The purpose of this dissertation is to study the specification of the choice set and its influence on the parameters of the utility function in a random utility model of recreation demand. In addition, the dissertation investigates the implications of the choice set specification for measuring welfare losses following beach closures. The random utility model is widely used in recreation demand modeling. It estimates the probability of visiting a site, conditional on the travel cost and the attractiveness of the site, as measured by the quantity and quality of its attributes. An index of the attractiveness of all sites in the choice set, called inclusive value, divided by the travel cost coefficient is a measure of the consumer surplus obtained from a choice situation. The random utility model is, therefore, widely used for measuring the welfare losses from closing a site or the welfare gains from quality improvements.
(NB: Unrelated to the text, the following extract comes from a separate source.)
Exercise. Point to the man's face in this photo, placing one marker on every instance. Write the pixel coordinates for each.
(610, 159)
I employ three sets of data. The University of Delaware designed an Internet-based survey of a random sample of households from the Mid-Atlantic region. Knowledge Network of Menlo Park, CA administered the survey. The survey collected data on historical beach visitation and, separately, on visitations in the 2005 beach season. In addition, the survey asked respondents about their familiarity with seven beach regions in the Mid-Atlantic. I also collected data on travel costs and beach characteristics.
I estimate three random utility models with different specifications of the choice set based on the information about beach familiarity. A conventional random utility model estimated on the full choice set of 66 beaches serves as a baseline. Then, I fit a second conditional logit model estimated over only the set of familiar beaches. Finally, I estimate three mixed logit models with error components on the dummy variables for familiar and unfamiliar beaches. The mixed logit models differ in the level of completeness of the specification of the utility for unfamiliar beaches.
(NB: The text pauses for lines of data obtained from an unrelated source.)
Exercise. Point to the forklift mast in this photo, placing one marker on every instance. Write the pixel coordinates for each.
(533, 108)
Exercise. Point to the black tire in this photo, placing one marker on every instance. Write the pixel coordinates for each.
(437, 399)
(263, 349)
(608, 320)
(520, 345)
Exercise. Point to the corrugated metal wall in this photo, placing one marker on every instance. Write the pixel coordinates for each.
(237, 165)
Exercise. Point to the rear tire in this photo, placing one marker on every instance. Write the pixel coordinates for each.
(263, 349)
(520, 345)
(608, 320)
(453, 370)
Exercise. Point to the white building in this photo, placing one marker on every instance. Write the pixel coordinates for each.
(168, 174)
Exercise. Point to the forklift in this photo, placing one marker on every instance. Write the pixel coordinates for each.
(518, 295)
The results from the baseline model are consistent with prior expectations. High travel costs, private beaches, beaches that allow vehicle access and beaches in New Jersey reduce the probability of visitation. This probability grows with beach length and width, the availability of commercial boardwalk, an amusement park, a park within the boundaries of the beach community, as well as the status of the beach as a state park. The coefficients on developed beaches and Atlantic City are also positive. Only one coefficient, that on the variable indicating good surfing conditions, is statistically insignificant.
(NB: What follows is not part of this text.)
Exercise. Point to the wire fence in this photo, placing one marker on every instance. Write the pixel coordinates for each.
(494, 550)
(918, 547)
In the conditional logit model estimated over only the familiar beaches the implicit prices of several beach attributes fall significantly. This implies that the variables Atlantic City, length, private beach, park within, and beach width have a larger influence on choice set formation than on the utility of beachgoers. Once Atlantic City and larger beaches enter people’s choice set, their effect on the probability of choice is significantly reduced.
The mixed logit models find that the utilities of familiar beaches are correlated with each other. In other words, familiar beaches are close substitutes for each other, while unfamiliar beaches are not. If a familiar beach is closed, the welfare loss will be mitigated by the presence of close substitutes.
The welfare losses from beach closure at less visited beaches tend to be driven by changes in the travel cost coefficient. A conditional logit model estimated over the full choice set will provide unbiased estimates of those losses. The tendency of losses to rise in choice set formation models relative to the baseline model, because a smaller number of substitutes are available, is not a simple function of beach familiarity, as is implied by the received literature. For example, a beach has a larger substitution effect, if a neighboring beach has a strong substitution effect.
The substitution effect increases with the scale of beach closure. When closing individual beaches, in only about a third of beaches the losses are larger in the conditional logit model estimated over only the familiar beaches relative to the baseline model. When closing whole beach regions, the welfare losses from the choice set formation models always exceed the losses from the baseline model. Therefore, when evaluating large-scale events that result in closure of a group of beaches, a simple conditional logit model estimated over the full choice set will significantly underestimate the true losses.